El jueves por la mañana decidieron todos salir de compras por el centro de Londres. Una vez allí, se movieron por las callejuelas típicas del lugar y se hicieron divertidas fotos en las originales cabinas rojas de teléfono. Por la tarde, Karen y sus hijos, cuando salieron del colegio, se reunieron con el grupo para continuar las compras. Y todos se sorprendieron al ver el nuevo look de Diana. Estaba muy guapa con aquel moderno corte de pelo. Nico, el pequeño, rápidamente hizo migas con Marta, quien le seguía en sus bromas. A Marta le encantaban los niños y Nico era un crío adorable y como su hija pasó de ella en cuanto llegó Diana, salvo para pedirle dinero, se pudo centrar en el niño.

—Esta librería me encanta —dijo Lola en una tienda que por su apariencia debía llevar toda la vida allí—. Siempre que vengo a Londres me encanta pasarme por aquí.
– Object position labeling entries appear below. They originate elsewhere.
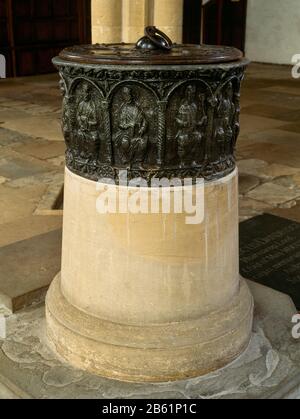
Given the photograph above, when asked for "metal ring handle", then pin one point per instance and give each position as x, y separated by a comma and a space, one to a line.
158, 38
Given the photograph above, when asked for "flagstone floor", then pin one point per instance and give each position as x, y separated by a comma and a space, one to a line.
32, 152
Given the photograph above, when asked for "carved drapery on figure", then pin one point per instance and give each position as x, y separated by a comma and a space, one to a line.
156, 122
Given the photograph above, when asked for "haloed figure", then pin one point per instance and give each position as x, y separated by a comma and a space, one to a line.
131, 139
87, 122
188, 136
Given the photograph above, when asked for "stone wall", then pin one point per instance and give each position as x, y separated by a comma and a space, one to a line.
273, 31
125, 20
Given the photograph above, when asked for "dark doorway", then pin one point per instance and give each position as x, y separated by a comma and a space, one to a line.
192, 21
224, 23
33, 31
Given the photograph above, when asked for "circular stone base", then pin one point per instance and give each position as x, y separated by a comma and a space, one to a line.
154, 353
Vamos a entrar. Veréis qué sitio más precioso han construido en su interior para los niños.

—Aquí vengo con el tío Phil y me lo paso bomba con él —rió Nico con su sonrisa mellada.

Aquello sorprendió a Marta. Conocía poco a Philip, pero no le veía confraternizando con un niño, aunque fuera su sobrino.

—Nosotras iremos a aquella tienda —señaló Diana del brazo de Vanesa—. Os esperamos allí.

—Un momento, jovencitas —las frenó Karen—. Os acompañaré. No me apetece tirarme al suelo. Yo ya me he revolcado lo suficiente en esta librería.


Uis
nena qué sala eres para ser inglesa. ¿Cómo te vas a revolcar en una librería? —dijo Adrian.

Lola y Karen se miraron divertidas, y fue esta última quien habló:

—Os espero con estas jovencitas. Pasadlo bien.

Con gesto de aburrimiento las niñas asintieron. No les quedó más remedio que dejarse acompañar por Karen.

Una vez entraron en la librería enseguida todos entendieron porque a Lola le gustaba aquel lugar. Estaba decorada con mimo y con gusto. Sus estanterías eran de madera envejecida y los libros estaban cuidadosamente colocados. Incluso había unos bancos para poder sentarte y hojear los textos. Con alegría, Nico tiró de la mano de Marta para que le acompañara. Quería llevarla a la zona de los niños. Con una sonrisa, mientras los otros hojeaban libros para adultos, ella siguió al crío, y se quedó boquiabierta al descubrir la zona que le quería enseñar. En aquella sala enorme habían creado un mundo mágico lleno de mariposas colgantes y duendes sonrientes que sujetaban las librerías. Las estanterías eran en colores pastel y el suelo de color hierba fresca. Alrededor de aquel bonito sitio habían puesto unos bancos para niños y unas pequeñas tiendas de campaña con luz en su interior.